中学校で授業アドバイス
- 公開日
- 2012/12/06
- 更新日
- 2012/12/06
仕事
昨日は中学校で数学の授業アドバイスをおこなってきました。2年生の外角の和です。
授業者は子どもをつなごうとはしていますが、つながったかどうかは意識していませんでした。子どもに説明させた後、正解かどうかを言わずに「これでいい?」「納得した人?」と問い返します。よい対応ですが、「いい」という声や子どもたちの挙手が有れば、それで次に進めてしまいます。これでは1問1答と同じことです。問い返すだけでは子どもがつながってはいきません。他の子どもを何人か指名して確認する。手が挙がらなかった子どもに納得できないことや困っていることをたずね、困っていることを共有して解決する。
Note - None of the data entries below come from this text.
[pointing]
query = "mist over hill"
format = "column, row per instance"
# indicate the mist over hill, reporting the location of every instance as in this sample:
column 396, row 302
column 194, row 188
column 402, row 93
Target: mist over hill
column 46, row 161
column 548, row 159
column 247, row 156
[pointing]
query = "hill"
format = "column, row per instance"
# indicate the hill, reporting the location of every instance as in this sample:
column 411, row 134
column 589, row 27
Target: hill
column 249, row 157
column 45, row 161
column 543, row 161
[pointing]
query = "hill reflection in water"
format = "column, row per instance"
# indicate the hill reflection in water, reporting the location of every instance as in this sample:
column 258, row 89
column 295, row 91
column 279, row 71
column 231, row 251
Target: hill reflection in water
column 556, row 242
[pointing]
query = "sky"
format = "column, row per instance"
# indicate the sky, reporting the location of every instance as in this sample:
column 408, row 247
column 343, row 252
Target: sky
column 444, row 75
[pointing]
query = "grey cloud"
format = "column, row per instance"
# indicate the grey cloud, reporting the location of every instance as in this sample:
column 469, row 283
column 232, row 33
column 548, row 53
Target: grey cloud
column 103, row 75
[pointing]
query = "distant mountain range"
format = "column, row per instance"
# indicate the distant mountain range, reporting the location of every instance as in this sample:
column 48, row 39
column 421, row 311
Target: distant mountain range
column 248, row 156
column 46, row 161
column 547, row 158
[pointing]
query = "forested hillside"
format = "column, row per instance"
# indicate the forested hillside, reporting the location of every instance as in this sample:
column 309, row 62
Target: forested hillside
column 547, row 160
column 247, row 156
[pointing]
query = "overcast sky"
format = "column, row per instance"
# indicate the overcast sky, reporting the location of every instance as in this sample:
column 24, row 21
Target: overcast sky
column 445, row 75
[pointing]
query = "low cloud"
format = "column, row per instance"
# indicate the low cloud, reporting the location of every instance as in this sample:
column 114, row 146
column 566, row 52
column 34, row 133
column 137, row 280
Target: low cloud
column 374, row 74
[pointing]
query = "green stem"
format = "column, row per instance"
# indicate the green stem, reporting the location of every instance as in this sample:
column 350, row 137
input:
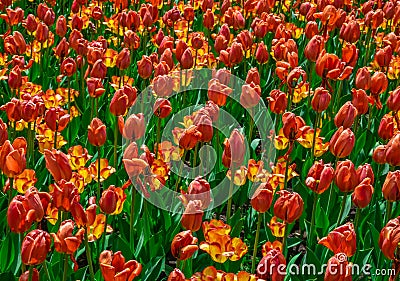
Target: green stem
column 312, row 227
column 253, row 261
column 89, row 256
column 342, row 208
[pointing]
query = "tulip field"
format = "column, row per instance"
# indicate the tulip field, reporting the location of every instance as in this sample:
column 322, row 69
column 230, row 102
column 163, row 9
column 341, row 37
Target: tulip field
column 231, row 140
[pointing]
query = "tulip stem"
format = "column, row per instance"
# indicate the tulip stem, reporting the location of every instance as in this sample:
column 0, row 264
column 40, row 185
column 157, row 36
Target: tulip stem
column 342, row 208
column 253, row 260
column 65, row 274
column 30, row 273
column 89, row 256
column 312, row 227
column 229, row 207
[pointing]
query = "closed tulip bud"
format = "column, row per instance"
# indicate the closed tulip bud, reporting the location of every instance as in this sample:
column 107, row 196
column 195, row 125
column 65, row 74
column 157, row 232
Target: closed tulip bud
column 386, row 127
column 389, row 238
column 379, row 155
column 15, row 78
column 341, row 240
column 204, row 125
column 250, row 96
column 68, row 67
column 162, row 108
column 176, row 275
column 42, row 32
column 134, row 127
column 319, row 177
column 30, row 23
column 393, row 151
column 346, row 176
column 338, row 269
column 119, row 103
column 123, row 59
column 262, row 198
column 277, row 101
column 342, row 142
column 346, row 115
column 234, row 150
column 184, row 245
column 360, row 101
column 97, row 134
column 25, row 276
column 379, row 83
column 268, row 268
column 320, row 100
column 99, row 69
column 35, row 247
column 145, row 67
column 193, row 216
column 262, row 53
column 391, row 186
column 208, row 19
column 393, row 101
column 189, row 138
column 289, row 206
column 365, row 171
column 362, row 194
column 314, row 48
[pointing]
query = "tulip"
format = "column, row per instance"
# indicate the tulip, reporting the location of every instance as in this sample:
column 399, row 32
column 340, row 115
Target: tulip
column 277, row 101
column 192, row 216
column 12, row 157
column 342, row 142
column 319, row 177
column 320, row 100
column 134, row 127
column 338, row 269
column 58, row 165
column 362, row 194
column 97, row 134
column 162, row 108
column 35, row 247
column 176, row 275
column 114, row 267
column 386, row 127
column 189, row 138
column 341, row 240
column 346, row 115
column 363, row 79
column 393, row 151
column 184, row 245
column 389, row 238
column 360, row 101
column 268, row 267
column 391, row 187
column 234, row 150
column 262, row 198
column 393, row 101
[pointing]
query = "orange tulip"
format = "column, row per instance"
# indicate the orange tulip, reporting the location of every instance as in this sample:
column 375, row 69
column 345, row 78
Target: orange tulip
column 342, row 142
column 341, row 240
column 114, row 267
column 35, row 247
column 262, row 198
column 184, row 245
column 319, row 177
column 289, row 206
column 192, row 216
column 389, row 238
column 362, row 194
column 391, row 186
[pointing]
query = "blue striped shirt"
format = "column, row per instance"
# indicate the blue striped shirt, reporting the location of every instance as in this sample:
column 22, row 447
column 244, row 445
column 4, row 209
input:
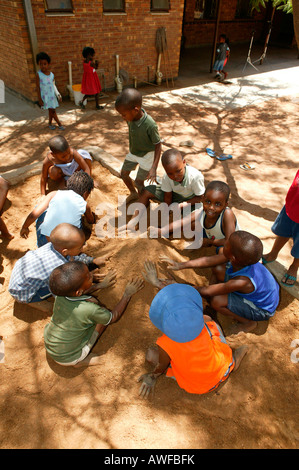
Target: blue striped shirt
column 31, row 272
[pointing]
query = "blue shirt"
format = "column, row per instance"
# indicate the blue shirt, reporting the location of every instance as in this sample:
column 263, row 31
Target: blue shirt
column 266, row 290
column 31, row 272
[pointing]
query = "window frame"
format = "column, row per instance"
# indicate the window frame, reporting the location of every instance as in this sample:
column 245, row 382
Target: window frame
column 58, row 10
column 115, row 10
column 154, row 9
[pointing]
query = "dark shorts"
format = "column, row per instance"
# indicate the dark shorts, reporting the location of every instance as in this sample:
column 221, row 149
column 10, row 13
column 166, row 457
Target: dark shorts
column 285, row 227
column 246, row 309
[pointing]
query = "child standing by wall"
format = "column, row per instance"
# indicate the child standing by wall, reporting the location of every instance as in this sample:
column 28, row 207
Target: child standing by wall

つながっているかを確認し、つなげるための次の手立てが必要になります。
友だちの説明に納得した子どもを指名して、もう一度説明させる場面がありました。指名された子どもは怪訝な表情で「同じことだけど・・・」ともう一度説明することに納得できないようすでした。「自分はわかったからいい」「わからないからダメだ」。そんな価値観が教室の中にあるように感じます。自分の説明で友だちに納得してもらう。友だちの発言を聞いてわかる。授業の中でこういう経験を積み重ね、一人ひとりが自己有用感を持つことが大切です。何を評価するかを意識して、子どもたちの価値観を変えていくことが求められます。「○○さんの説明でわかった人がこんなに増えたね」と正解したことではなく、友だちにわかってもらえたことを評価する。「○○さんの説明で納得したんだ。いいね。じゃあ、あなたの言葉でもういちど説明してくれるかな」と友だちの説明を聞いてわかったことを評価し活躍の場面を与える。こういう働きかけが必要になるのです。
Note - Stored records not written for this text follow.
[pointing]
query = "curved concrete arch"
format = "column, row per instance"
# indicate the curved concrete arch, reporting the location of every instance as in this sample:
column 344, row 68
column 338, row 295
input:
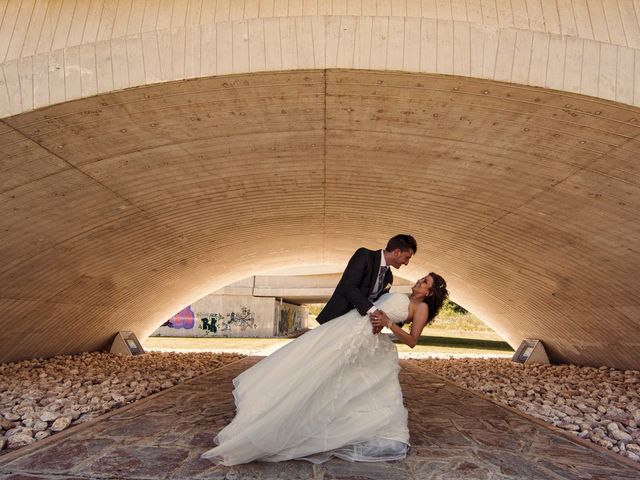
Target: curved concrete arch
column 52, row 52
column 119, row 209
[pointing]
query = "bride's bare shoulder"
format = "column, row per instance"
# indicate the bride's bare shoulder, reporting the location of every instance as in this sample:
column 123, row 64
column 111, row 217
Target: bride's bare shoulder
column 417, row 310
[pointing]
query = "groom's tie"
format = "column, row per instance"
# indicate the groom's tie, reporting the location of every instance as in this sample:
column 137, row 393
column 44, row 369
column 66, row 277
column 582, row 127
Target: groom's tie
column 380, row 284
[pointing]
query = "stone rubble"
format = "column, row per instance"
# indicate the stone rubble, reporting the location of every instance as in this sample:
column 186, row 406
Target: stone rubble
column 41, row 397
column 597, row 404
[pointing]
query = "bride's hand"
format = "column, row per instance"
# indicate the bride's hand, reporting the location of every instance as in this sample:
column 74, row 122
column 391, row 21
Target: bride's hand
column 379, row 320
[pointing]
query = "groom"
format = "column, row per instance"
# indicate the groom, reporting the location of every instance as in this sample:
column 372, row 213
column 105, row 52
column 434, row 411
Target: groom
column 368, row 276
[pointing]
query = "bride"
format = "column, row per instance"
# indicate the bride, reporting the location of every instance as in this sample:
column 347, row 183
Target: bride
column 333, row 392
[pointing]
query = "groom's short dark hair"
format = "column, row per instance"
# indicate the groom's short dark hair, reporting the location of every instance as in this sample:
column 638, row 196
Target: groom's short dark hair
column 403, row 242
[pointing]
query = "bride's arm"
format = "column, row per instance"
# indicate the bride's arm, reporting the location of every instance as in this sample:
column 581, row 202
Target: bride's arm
column 411, row 338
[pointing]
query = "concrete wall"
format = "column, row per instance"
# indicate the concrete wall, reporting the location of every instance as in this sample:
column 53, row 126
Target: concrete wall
column 235, row 316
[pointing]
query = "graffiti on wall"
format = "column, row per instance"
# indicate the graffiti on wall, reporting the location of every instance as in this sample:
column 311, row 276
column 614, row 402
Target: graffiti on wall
column 210, row 322
column 213, row 323
column 290, row 320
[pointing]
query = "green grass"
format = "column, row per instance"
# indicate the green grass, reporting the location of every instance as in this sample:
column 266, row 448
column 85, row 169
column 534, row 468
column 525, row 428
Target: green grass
column 464, row 343
column 435, row 342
三角形の外角の和が180°になることの説明を少し考えさせた後、「ひらめいた人いる?」とたずねました。パラパラと手が挙がりました。そこで授業者は「ひらめかなった人にはヒントをあげる」と説明を始めました。どうでしょう。数学はひらめかなければ解けない教科なのでしょうか。中学や高校の数学でひらめかなければ解けないような問題はまずありません。解くための考え方をきちんと身につければ、解けるようになるはずです。この場面であれば、「外角ってなんだっけ?」「今、外角についてわかっていることは何?」「三角形ついてどんなことを知っている?」「何が言えればいいんだっけ?」と子どもたち問いかけることで、既習の知識を整理し、それをもとに演繹的に考え、結論にたどりつくような活動が求められます。この他にも、帰納的に考えることや今までに使った考え方をもとに解いていくなど場面に応じた経験を積んでいくことが必要になります。解くための方法、アプローチを意識して課題に取り組ませることで数学的な思考力を身につけさせることが大切です。子どもたちに、「ひらめかなければ解けない」と感じさせるのではなく、「考え方を身につければ解けるのだ」と実感させるようにしてほしいと思います。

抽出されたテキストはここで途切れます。